Contrary to popular belief, outbreaks of HAV are rarely associated with restaurants. The most common risk factors for transmission include household or sexual contact with a person with HAV, recent IV drug use, attendance or employment at a day care center or recent travel to countries where HAV is endemic. While there is no chronic infection resulting from HAV, acute infection may result in coagulopathy, encephalopathy or renal failure. HAV vaccine and immune globulin (IG) are both used to prevent HAV infection.
ACIP recommends that HAV vaccination be offered to all people at least 2 years of age who are at high risk of infection. These groups include the following:
HAV vaccine preparations contain formalin-inactivated HAV. HAV vaccination is not approved for use in children younger than age 2 due to concerns that those who may have passively acquired maternal HAV antibody will have a poor response to the vaccine. The vaccine efficacy rate for HAV ranges from 94% to 100% in healthy adults.
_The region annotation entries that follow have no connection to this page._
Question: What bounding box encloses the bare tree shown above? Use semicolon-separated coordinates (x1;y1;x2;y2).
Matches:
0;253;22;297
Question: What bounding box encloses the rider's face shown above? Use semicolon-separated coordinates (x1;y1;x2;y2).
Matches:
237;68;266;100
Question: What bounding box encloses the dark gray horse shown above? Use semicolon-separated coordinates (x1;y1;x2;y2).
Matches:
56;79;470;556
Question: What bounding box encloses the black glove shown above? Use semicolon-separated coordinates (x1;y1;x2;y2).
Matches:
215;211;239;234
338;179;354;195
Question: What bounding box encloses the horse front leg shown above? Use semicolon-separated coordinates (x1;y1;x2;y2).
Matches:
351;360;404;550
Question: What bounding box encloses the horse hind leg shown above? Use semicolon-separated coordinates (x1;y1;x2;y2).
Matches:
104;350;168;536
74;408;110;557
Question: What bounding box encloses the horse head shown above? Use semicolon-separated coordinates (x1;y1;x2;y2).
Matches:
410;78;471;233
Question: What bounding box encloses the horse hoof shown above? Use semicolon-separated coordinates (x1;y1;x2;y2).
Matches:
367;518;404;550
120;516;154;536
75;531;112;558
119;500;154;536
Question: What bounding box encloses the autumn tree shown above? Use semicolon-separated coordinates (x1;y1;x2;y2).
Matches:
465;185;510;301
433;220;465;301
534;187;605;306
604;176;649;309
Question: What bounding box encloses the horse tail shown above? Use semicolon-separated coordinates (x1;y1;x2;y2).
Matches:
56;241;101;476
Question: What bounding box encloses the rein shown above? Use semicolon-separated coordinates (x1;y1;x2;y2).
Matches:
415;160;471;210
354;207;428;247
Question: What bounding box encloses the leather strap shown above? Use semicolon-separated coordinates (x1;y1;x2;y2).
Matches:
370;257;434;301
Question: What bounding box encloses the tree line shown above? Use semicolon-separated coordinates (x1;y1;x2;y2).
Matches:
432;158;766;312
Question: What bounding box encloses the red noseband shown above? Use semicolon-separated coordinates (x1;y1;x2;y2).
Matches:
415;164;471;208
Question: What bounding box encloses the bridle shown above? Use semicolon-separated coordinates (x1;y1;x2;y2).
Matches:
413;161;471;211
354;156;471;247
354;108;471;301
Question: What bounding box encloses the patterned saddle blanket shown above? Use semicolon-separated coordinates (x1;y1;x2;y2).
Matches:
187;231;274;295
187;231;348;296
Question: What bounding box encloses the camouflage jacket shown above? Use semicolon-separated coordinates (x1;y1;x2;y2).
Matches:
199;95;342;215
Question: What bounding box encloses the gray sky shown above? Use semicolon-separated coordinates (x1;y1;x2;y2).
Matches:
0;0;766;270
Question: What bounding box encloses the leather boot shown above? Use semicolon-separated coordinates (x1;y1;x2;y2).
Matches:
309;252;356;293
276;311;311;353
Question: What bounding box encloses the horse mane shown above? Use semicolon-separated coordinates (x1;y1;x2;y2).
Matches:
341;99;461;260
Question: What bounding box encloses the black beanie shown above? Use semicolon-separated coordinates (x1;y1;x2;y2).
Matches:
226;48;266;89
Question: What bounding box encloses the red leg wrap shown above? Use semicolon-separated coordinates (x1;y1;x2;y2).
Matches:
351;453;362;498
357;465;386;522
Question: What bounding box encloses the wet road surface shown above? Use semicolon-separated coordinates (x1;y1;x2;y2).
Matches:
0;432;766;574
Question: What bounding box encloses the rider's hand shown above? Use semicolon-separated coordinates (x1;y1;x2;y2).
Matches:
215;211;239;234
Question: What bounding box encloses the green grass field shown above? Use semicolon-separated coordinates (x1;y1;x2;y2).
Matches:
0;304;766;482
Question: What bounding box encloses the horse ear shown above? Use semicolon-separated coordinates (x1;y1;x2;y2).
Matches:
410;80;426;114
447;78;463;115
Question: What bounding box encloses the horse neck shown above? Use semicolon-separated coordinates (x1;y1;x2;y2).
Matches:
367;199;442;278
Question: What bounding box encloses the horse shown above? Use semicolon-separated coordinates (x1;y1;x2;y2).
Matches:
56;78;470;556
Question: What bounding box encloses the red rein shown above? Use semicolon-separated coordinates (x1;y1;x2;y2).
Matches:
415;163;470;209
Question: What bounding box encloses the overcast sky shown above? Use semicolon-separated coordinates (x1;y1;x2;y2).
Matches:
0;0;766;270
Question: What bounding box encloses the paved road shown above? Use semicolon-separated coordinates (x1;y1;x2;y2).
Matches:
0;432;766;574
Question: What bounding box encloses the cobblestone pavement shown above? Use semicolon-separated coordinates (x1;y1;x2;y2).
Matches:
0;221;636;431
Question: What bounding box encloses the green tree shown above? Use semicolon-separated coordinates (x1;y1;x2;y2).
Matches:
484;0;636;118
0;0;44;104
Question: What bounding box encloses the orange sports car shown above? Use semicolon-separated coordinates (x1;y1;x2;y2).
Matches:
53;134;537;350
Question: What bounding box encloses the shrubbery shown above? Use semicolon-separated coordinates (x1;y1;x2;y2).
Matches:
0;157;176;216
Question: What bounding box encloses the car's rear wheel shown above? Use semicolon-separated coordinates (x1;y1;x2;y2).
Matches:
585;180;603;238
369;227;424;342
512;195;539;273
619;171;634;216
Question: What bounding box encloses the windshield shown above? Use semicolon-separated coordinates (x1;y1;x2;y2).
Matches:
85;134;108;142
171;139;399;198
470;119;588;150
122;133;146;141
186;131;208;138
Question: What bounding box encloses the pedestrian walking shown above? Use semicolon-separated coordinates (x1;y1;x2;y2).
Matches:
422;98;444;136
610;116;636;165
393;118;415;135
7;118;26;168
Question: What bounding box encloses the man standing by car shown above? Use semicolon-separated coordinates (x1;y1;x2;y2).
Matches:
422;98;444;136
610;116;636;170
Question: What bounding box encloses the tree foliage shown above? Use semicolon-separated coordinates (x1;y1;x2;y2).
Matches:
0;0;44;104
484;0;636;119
Poor responders include patients with chronic liver disease (93% response), immunocompromised people (88% response), transplant recipients (26% response) and the elderly (65% response). Although experience with HAV vaccination has been limited, it appears to provide long-term protection from infection.
HAV vaccines currently available in the United States are listed in Table 1. A two-dose series is recommended. If a longer time lapse between the doses occurs, there is no need to repeat the series. HAV vaccine should be administered in the deltoid muscle and can be given concurrently with other vaccines. HAV vaccination is FDA-approved for one month or more before international travel. However, studies have shown that antibody protection is present in most people two weeks following the first dose in the series. A combination vaccine against both HAV and HBV is available for people ages 17 or older (Table 1). This vaccine has been shown to be equally as efficacious as both vaccines given separately.
IG containing concentrated nonspecific antibodies from pooled human plasma may be given to people traveling to areas with a high rate of HAV disease within the next two weeks (and have not received the HAV vaccine in time to develop antibodies) or to children less than 2 years of age who will be traveling to such an area. IG is also used for postexposure prophylaxis of HAV transmission in those exposed to the virus within the past 14 days. When dosed at 0.02 ml/kg of body weight intramuscularly, IG has been shown to be more than 85% effective at prevention of HAV disease following close exposure to the virus.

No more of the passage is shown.